Of all the various ways one could weave a digital story, I’ve noticed that audio seems to be the least favorite medium of both educators and students. Video is by far the king of the digital storytelling spectrum, followed very closely by still images and text based stories. Podcasting has been around for awhile now, and while many may point to that as audio having a strong showing when it comes to digital storytelling, the majority of those podcasts seem to be radio-style narratives. What I refer to as a “red-headed step child” are often the much more complex audio only pieces that rely on sound effects, layering, and other manipulative audio techniques that require story tellers to assemble and work with a medium and skills that most likely they’ve never worked with before.
For example, the Sound Effects Story Assignment on ds106 asks learners to assemble a story using only sound clips and sound effects that have no verbal communication whatsoever. In other words, paint a story using only non-spoken audio. While people might simply discount that challenge as easily accomplished by carrying a microphone with them, quite often the audio that accompanies an event doesn’t offer a clear picture of what’s happening, and doesn’t always convey the same sense of “movement” that a story typically has, with a clear beginning, middle, or end.
To meet the challenge of the assignment, I assembled 5 different pieces of audio, some captured by me and some downloaded from the fantastic Free Sound Project. You can listen to my “winter walk to church” using the embedded player below. If you can’t see it, you can follow the link here to listen to my sound effect story.
I had a blast putting this sound effect story together, but it was incredibly tough! Not from the standpoint of figuring out how to tell the story, but making sure all of the pieces fit together nicely. While spoken audio, or radio style digital storytelling projects are relatively easy to assemble (hence the popularity of creating podcasts), it was a challenge to make sure all of the sound effects “faded” in and out at the appropriate time to make them sound seamless. It took extra time and thought to make sure it sounded as though the worship music was in fact behind the door (playing it very softly), then ramping up the volume dramatically when the sound of the door opening occurs.
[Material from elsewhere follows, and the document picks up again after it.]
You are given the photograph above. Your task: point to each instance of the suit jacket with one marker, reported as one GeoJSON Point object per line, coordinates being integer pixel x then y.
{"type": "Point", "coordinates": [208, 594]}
For those curious, I used the following sound clips to create this sound effect story:
- 20 seconds of me walking in the snow – I captured this with the voice memo app on my phone, and did a silly duck walk as I crouched down trying to capture the foot steps. I then looped the audio to fill the 60 second story
- 10 seconds of a car driving by in the slushy road – I captured this with the voice memo app as well, then cut it down and copy and pasted it to produce the effect of multiple cars
- 30 seconds of my church’s contemporary worship band – again, captured with the voice memo app, then cut down to fit
- Snow Day 002 (Free Sound Project) – http://www.freesound.org/people/dkettle/sounds/113973/
- Metal Push Door (Free Sound Project) – http://www.freesound.org/people/pagancow/sounds/15315/
My guess is that many people would be able to tell a story like this quite easily with text or video; most schools spend a great deal of time on writing, helping students develop a good sense of using “juicy” adjectives, or describing a setting or mood with detail. Capturing the story on video would be a bit more of a challenge as you would have to carefully edit the clips to assemble the story, but being able to film each “scene” or setting would be fairly easy, provided it was Winter time and you had fresh fallen snow. The audio however, was a huge challenge for me.
In retrospect I could just be attributing my own experience of working outside my typical comfort zone in assembling an audio story from scratch to others in the K-12 digital storytelling community unjustly. From observations in my school district though, I rarely see teachers doing podcasting or other “audio only” projects with students, let alone attempting to create digital stories like this, using only found or created effects. Am I wrong in my assumption, or do other educators see the area of audio in the digital storytelling spectrum woefully lacking in examples beyond the “podcast” format?